Elle passa au second rituel : le Miroir des Rêves Fracturés.
« Dans l’éclat brisé du reflet, l’esprit se dévoile. Trouve un miroir marqué par les ombres de la mort, là où le souffle des âmes a terni le verre. Pose-le au cœur des ténèbres, cerné par des flammes noires, et laisse ta voix chanter les Arpèges du Sommeil Infini. Contemple les failles, et que l’obscurité de ton regard pénètre les méandres du monde fracturé. Là réside la vérité enfouie, là s’écrit la source des liens maudits. »
Ce rituel demandait un miroir ancien, fissuré, imprégné de la mort. Un cimetière ou un lieu hanté pourrait convenir. Une fois trouvé, il faudrait le placer dans une pièce plongée dans l’obscurité, allumer des bougies noires en cercle, et chanter les Arpèges. En fixant les reflets, Ella entrerait en transe.
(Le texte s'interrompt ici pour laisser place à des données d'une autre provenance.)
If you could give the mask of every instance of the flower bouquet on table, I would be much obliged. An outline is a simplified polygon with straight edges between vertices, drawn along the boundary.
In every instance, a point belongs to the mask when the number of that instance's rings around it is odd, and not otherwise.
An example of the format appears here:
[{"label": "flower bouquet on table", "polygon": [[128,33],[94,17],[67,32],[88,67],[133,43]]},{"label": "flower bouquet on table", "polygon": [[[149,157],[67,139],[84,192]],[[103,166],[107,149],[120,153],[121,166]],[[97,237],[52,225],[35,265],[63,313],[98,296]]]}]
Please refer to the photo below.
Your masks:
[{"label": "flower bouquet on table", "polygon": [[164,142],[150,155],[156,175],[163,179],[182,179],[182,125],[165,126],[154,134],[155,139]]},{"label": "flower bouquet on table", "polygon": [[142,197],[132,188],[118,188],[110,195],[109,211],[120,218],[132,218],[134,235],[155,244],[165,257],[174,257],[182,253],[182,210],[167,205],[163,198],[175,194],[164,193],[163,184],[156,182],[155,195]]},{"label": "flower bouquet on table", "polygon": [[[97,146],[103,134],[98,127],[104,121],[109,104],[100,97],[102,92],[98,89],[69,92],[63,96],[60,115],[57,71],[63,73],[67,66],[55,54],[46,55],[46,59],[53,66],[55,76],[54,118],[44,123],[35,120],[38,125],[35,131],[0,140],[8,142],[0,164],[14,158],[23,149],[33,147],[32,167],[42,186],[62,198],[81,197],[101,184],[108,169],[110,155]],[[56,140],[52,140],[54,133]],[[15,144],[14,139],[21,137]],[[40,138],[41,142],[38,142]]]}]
Le miroir dévoilerait des fragments du passé liés à sa malédiction.
Enfin, elle consulta le dernier rituel : le Sacrifice du Souffle Luminal.
Celui-ci nécessitait un cristal d’une pureté absolue, façonné à partir de gemmes lunaires ou d’un fragment d’étoile terrestre. Sous la lumière d’une pleine lune, elle devrait poser le cristal au centre d’un cercle formé de cendres rituelles, réciter les Litanies des Âmes Oubliées, puis souffler dessus. Cela déclencherait un rayon d’Éthéra prenant la forme d’une figure spectrale. L’entité absorberait la malédiction et l’emporterait à Fénora.
Quel que soit le rituel, chacun avait ses obstacles. Les incantations, notamment, restaient introuvables. Peut-être étaient-elles consignées dans des ouvrages interdits, ou connues uniquement des esprits.
Ella relut chaque rituel plusieurs fois. Finalement, elle retint le Miroir des Rêves Fracturés et le Sacrifice du Souffle Luminal. Elle n’avait aucune garantie de trouver le miroir ou le cristal, mais elle devait tenter. C’était sa seule chance de retrouver sa liberté, de revoir sa famille sans honte.
Elle lança une recherche de lieux abandonnés à proximité. Puis, elle reprit son sac en toile et y glissa deux lampes torches ainsi que du tissu pour envelopper ses trouvailles.
Elle se déshabilla, sortit sur le perron, et se transforma à nouveau en corbeau. D’un battement d’ailes, elle prit la direction d’un ancien hôpital, au sud de Duléro.